Kurds facing refugee crisis as Yazidi cousins flee extinction

  • 10 years ago
It is an almost biblical plight; cast from their homes into the barren desert where, if hunger, thirst, or the heat does not kill them then Sunni religious fanatics will.

The Yazidi Kurdish minority has survived nearly a thousand years of mistrust and persecution. Can it survive the catastrophe of the past few days?

Over 200,000 Yazidis have taken to the road since the Sunnis took their home city of Sinjar in northern Iraq and told them to convert to Islam or die.

Yet it was only when a desperate plea from a Yazidi member of the Iraqi parliament went viral that the wider world really took notice.
Vian Dakhil became the public face of Yazidis everywhere.

“My brothers, forget your political quarrels, we need humanitarian solidarity, I speak in the name of humanity, save us! Save us! We are being massacred, exterminated, and our religion is in the process of being wiped from the face of the earth. I beg you, in the name of humanity, save us!” she said before breaking down in tears. Iraqi politicians were stunned into silence by her appeal, and stood up in respect.

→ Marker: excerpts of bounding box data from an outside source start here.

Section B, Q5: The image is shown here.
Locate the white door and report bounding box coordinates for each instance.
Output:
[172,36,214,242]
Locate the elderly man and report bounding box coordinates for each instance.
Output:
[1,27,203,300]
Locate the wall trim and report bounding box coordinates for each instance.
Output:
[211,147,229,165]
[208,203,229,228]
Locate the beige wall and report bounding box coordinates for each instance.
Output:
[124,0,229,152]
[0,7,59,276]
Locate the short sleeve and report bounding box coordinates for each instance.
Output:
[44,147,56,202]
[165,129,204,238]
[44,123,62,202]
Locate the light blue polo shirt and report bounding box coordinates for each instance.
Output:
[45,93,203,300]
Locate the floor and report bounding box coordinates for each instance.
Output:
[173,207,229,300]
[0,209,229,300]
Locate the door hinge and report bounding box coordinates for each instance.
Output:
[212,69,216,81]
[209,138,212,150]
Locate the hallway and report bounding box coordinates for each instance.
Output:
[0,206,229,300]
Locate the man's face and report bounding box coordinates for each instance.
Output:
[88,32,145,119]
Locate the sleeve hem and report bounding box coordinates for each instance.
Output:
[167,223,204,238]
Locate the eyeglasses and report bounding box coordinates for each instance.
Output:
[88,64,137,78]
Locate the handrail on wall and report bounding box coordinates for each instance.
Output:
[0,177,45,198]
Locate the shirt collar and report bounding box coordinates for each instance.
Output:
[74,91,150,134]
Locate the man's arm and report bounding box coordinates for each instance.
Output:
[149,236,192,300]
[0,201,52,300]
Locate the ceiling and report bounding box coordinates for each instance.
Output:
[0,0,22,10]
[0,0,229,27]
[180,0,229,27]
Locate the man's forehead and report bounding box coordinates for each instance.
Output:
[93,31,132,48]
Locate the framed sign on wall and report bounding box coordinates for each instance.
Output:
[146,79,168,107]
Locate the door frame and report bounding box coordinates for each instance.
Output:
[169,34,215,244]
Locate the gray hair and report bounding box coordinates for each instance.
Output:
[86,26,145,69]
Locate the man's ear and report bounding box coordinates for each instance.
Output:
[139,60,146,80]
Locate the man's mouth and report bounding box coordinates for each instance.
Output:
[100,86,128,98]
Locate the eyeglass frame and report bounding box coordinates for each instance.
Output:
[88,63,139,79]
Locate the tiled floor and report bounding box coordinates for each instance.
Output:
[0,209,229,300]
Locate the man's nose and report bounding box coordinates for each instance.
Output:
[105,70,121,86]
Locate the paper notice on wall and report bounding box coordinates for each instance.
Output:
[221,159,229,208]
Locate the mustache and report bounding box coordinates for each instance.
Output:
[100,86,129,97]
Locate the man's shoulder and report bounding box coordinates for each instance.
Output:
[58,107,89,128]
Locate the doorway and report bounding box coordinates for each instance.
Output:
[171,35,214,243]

Between 15,000 and 30,000 Yazidis were able to make a daring escape over the mountains to Syria, but it was just a transit point before returning and heading for Kurdistan. Very few make it over the Turkish border.

Neither Muslim nor Christian some see them as “devil-worshippers”, yet they revere Mohammed and Jesus. Just who are the Yazidis?

Their roots plunge deep into antique Persia, Iran today, and there are also communities in Russia, Georgia, Armenia, Germany, Canada, and the USA.

Around 750.000 live in Iraq, in the region neighbouring Kurdistan. Today none of them feel safe, despite protection from the Iraqi constitution which guarantees their religious freedom. Baghdad is in no position to help right now.

It did not protect them either in 2007 when they felt the first blast of the sectarian violence to come. A wave of car bombings and killings sent a shiver of fear through the community.

Now their very existence is threatened, and the Yazidi’s sudden arrival in Kurdistan in their hundreds of thousands hard on the heels of over 100,000 Christian refugees is a huge problem for the Kurds, who are not prepared.

Food, shelter and medicines are in short supply, and the international community is failing to provide enough aid to the Kurds, themselves now hard-pressed by the well-armed Islamic State militants.